My meeting is poor financially. We also have a long way to go toward being antiracist. Some will have money to leave to others when they die, but many will not have much. For years, I have needed to live partially on money left to me by relatives who died. But my heart swelled at our last business meeting when we chose a kind of reparations as the bulk of what we spent our money on. It was not reparations for slavery, but rather for the land taken from Indigenous people. Thank you for your proposal. We all need to search our hearts for ways to live and die according to the best we know, rather than just what is popular or the path of least resistance.

Marie Vandenbark
Eau Claire, Wis.

This is a very powerful challenge. I like the idea of giving each of us individually the opportunity and responsibility to address this inequity. We cannot depend upon our elected officials to do the right thing. That should not stop us.

Mercy Ingraham
Langhorne, Pa.

Life-changing ministry

Reading “On the Road to Hominy” by Ruth Brelsford (FJ Sept.) made me want to share the life-changing ministry I also received at Hominy Friends Church.

As a Lutheran engineering student at Purdue University, I joined a workcamp with Purdue’s Quaker campus minister to reroof the Osage Friends church in Hominy, Okla. Little did I know how powerfully I was about to be ministered to.

As we labored to reroof the church, the feeling of community I experienced with those Friends changed the direction of my life. These words of the Osage elder, “God speaks to your conscience,” have resonated with me ever since.

I decided I wanted to become a minister to continue to live in that spirit.

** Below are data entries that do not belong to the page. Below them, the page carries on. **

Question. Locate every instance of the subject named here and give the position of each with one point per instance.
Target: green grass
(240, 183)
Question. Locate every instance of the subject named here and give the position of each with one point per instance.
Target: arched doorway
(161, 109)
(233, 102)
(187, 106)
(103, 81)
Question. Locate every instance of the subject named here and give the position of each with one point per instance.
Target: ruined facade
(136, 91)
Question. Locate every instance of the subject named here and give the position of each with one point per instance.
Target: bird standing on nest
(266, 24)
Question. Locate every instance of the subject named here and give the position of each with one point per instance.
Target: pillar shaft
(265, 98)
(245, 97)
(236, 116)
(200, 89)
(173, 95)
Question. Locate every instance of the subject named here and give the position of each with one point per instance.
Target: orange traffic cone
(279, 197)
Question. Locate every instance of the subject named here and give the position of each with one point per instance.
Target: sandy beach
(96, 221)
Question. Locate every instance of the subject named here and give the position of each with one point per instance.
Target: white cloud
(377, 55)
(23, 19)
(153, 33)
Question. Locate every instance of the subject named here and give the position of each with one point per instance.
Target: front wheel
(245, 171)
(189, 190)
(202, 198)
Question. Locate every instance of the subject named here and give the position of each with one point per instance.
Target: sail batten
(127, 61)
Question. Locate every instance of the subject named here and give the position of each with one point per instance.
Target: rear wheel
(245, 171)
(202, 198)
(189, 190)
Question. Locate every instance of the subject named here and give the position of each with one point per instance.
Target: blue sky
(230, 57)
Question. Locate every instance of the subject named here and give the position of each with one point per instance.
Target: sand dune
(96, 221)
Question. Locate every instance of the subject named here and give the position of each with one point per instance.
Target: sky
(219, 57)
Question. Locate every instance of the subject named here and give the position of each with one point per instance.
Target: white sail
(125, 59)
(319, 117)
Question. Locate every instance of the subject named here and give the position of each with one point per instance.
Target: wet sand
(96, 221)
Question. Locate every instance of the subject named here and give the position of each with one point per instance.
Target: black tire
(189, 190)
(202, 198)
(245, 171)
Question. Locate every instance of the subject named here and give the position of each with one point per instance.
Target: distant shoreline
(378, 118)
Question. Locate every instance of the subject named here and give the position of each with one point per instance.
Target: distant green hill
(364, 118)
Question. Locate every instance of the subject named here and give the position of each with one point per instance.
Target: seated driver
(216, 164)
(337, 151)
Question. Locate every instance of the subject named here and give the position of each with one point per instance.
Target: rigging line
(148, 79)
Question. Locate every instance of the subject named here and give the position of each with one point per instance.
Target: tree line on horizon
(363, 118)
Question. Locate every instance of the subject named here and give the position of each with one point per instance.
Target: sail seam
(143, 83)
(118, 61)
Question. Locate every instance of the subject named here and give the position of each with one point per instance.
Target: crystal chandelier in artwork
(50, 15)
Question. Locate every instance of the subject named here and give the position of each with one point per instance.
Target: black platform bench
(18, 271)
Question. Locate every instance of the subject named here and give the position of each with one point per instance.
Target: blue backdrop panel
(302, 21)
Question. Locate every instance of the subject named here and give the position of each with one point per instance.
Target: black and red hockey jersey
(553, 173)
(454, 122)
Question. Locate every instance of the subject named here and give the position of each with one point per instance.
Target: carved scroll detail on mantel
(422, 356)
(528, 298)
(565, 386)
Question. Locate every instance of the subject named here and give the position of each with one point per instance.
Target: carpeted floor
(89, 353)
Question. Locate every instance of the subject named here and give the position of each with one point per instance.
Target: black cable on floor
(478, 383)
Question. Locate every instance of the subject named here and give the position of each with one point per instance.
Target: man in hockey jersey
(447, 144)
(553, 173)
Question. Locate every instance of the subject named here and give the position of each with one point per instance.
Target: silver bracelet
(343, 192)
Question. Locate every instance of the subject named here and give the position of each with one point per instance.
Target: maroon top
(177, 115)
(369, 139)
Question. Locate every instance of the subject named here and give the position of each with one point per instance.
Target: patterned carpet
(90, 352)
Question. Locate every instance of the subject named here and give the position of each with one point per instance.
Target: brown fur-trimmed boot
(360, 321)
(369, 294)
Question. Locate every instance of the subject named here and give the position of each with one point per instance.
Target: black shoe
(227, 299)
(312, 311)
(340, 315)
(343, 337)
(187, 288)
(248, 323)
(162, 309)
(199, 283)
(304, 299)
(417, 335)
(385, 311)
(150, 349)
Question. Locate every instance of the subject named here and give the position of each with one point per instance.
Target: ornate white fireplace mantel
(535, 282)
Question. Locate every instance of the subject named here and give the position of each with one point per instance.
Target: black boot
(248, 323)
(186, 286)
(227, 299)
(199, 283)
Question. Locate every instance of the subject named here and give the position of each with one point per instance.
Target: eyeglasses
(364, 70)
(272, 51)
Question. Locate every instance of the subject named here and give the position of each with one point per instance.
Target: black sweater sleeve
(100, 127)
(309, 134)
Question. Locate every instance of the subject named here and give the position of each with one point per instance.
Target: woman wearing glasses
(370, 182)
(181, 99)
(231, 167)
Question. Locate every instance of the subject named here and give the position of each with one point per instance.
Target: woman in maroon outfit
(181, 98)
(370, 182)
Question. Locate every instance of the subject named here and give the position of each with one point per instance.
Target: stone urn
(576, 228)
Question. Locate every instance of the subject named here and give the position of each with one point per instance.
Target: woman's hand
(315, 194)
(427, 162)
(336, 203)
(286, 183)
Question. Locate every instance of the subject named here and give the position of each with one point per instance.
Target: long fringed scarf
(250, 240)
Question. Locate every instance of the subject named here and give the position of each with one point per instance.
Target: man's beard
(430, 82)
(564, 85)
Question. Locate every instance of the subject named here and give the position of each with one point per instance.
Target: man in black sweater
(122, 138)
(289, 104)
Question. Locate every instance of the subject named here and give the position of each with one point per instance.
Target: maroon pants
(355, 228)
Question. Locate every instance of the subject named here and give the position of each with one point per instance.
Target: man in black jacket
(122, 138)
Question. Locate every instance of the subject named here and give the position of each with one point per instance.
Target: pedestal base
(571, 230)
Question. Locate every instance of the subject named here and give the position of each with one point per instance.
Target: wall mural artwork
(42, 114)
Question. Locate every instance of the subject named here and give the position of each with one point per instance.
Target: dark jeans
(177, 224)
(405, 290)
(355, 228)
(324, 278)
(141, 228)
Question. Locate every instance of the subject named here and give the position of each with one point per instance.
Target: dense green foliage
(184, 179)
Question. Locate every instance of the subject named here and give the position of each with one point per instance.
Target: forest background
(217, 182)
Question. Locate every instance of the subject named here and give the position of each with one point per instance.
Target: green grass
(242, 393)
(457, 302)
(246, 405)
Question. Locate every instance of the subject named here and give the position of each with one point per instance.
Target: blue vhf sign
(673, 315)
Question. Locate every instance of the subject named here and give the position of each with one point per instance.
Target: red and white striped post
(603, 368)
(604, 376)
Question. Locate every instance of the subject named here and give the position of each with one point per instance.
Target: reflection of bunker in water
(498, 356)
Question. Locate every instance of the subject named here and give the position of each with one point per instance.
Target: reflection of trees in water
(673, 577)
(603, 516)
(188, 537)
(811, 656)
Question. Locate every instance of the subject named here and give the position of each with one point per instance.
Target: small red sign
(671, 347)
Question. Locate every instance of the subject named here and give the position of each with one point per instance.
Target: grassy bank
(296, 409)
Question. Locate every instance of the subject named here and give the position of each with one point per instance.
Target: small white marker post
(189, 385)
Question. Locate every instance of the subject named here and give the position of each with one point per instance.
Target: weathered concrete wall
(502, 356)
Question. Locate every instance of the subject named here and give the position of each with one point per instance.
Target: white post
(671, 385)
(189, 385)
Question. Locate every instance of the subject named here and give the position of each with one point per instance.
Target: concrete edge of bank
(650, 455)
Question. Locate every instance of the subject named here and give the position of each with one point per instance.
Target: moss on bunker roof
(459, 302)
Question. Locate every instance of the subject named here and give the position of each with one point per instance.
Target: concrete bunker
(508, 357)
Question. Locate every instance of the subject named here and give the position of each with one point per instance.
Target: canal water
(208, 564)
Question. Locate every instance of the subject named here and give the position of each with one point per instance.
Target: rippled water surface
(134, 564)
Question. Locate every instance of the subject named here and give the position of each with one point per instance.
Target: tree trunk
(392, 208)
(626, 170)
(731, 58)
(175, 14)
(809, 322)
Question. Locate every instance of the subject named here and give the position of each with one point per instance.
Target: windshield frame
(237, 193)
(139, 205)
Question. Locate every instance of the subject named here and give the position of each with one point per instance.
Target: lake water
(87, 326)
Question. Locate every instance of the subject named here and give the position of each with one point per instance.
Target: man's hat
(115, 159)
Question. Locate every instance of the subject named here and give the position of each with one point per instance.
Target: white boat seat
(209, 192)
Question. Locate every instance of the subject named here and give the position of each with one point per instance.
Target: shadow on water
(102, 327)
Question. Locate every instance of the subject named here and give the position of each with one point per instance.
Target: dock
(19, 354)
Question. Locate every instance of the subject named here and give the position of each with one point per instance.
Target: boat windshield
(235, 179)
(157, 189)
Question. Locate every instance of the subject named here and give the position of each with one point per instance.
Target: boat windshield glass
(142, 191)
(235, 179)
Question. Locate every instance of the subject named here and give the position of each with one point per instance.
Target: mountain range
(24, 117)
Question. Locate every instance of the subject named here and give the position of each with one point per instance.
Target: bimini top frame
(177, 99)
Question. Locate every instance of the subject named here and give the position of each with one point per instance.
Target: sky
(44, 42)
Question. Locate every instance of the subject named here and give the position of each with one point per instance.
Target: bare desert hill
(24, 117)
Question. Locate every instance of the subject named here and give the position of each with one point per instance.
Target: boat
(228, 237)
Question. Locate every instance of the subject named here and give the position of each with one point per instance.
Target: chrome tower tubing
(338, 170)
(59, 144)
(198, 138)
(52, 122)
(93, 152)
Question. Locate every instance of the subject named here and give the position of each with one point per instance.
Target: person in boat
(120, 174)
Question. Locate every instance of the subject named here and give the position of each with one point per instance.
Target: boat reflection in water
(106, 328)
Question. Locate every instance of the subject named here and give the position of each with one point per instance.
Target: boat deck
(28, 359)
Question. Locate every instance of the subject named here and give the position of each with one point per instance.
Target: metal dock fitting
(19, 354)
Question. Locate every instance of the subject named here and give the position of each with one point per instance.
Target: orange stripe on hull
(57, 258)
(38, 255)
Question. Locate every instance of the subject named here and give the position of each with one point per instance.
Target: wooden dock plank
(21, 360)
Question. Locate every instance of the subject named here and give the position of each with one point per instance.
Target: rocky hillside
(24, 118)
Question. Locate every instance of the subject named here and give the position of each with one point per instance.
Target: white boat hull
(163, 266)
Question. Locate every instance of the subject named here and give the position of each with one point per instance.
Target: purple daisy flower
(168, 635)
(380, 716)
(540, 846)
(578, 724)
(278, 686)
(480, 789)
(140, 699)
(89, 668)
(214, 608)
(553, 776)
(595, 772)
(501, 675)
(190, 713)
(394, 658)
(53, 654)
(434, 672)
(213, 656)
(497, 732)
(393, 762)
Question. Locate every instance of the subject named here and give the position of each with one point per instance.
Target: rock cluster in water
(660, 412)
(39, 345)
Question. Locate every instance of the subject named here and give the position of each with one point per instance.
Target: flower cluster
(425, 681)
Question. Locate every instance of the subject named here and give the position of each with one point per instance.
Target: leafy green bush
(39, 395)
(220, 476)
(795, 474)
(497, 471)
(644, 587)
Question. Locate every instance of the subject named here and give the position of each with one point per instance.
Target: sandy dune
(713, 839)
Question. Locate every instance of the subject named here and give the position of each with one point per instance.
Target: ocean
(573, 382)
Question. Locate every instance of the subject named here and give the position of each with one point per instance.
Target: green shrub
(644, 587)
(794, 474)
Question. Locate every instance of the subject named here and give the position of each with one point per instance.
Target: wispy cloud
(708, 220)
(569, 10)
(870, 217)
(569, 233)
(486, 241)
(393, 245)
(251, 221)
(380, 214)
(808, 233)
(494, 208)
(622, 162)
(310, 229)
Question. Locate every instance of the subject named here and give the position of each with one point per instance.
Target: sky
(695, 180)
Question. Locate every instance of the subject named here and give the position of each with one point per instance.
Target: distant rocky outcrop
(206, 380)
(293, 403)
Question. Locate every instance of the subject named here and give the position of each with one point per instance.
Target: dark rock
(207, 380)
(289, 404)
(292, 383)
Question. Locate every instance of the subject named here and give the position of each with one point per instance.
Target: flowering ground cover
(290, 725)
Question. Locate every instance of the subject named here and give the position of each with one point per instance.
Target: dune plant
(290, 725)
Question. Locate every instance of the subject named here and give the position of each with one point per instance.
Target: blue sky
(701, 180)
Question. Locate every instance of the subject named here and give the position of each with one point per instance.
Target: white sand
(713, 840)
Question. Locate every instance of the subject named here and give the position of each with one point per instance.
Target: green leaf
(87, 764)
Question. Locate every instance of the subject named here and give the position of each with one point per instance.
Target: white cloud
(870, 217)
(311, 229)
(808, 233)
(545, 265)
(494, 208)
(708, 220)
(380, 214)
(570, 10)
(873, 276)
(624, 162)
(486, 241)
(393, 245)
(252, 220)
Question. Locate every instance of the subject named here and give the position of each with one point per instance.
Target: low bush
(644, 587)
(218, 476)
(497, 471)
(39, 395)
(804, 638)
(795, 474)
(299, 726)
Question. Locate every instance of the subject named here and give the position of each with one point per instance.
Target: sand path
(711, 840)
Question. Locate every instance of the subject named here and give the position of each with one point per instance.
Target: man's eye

My Lutheran campus minister suggested I finish my engineering degree, assuring me that the seminary would accept me with an engineering degree, and that it just might come in handy someday.

I did go on to become a minister, working to achieve the Nuclear Freeze with the Mobilization for Survival and continuing my ministry for nuclear disarmament and social justice with the Coalition for Peace Action in Princeton, N.J., for almost 39 years now.

My engineering degree has indeed been helpful in my work of interpreting the risks and dangers of nuclear weapons to the public, but my private source of hope, which has sustained me all these years, springs from the experience of community and the spiritual wisdom shared by those Osage Friends so many years ago.

Robert Moore
Princeton, N.J.

Membership and Friends

On June 6, I had my Zoom clearness committee for membership in Madison (Wis.) Meeting. A few days later, the June/July issue of Friends Journal arrived in my mailbox with its theme of “Membership and Friends.” How timely was that! My committee came to consensus that clearness committees on Zoom can actually work, and that by becoming a Quaker, I am coming home. My heartfelt and humble thanks to all the Friends on the committee and to Winnebago Worship Group, where I’ve attended for the last year and a half. To the insights of the writers in that issue of Friends Journal, let me add that, for me, becoming a Friend is an invitation to live the deepest truth I know and a welcome challenge to cultivate integrity in community at a time when there’s nothing more important. Let the journey begin.

Albert Bellg
Appleton, Wis.

Related injustices

Thanks so much for Nicole Freeman’s challenging article (“The Spiritual Injustice of Poverty,” FJ Sept.). Although things are a bit better economically in Europe (at least healthcare is available to all “legal” residents—another matter for undocumented refugees), the same issues of poverty, racism, and exclusion (homelessness, etc.) exist, although possibly not as obviously linked to race. But clearly there are the same injustices that challenge us as Friends. We often cite early Friends as examples, but without really intending to follow suit, perhaps because we secretly feel they were a bit extreme. But why? What’s the point of quoting someone if we have no intention of doing likewise?

Karen King
Brussels, Belgium

I am one of those who is sorely disappointed and filled with despair that the efforts of hundreds of clear-sighted and righteous leaders throughout the centuries fighting for economic equity and justice have been resisted and willfully unattended by cultures and their leadership throughout the world. Among others, most recently I count William Barber in this line that also includes Martin Luther King Jr., Mahatma Gandhi, and, of course, Jesus of Nazareth. All of these leaders tie the message of equality to the underlying problem of poverty.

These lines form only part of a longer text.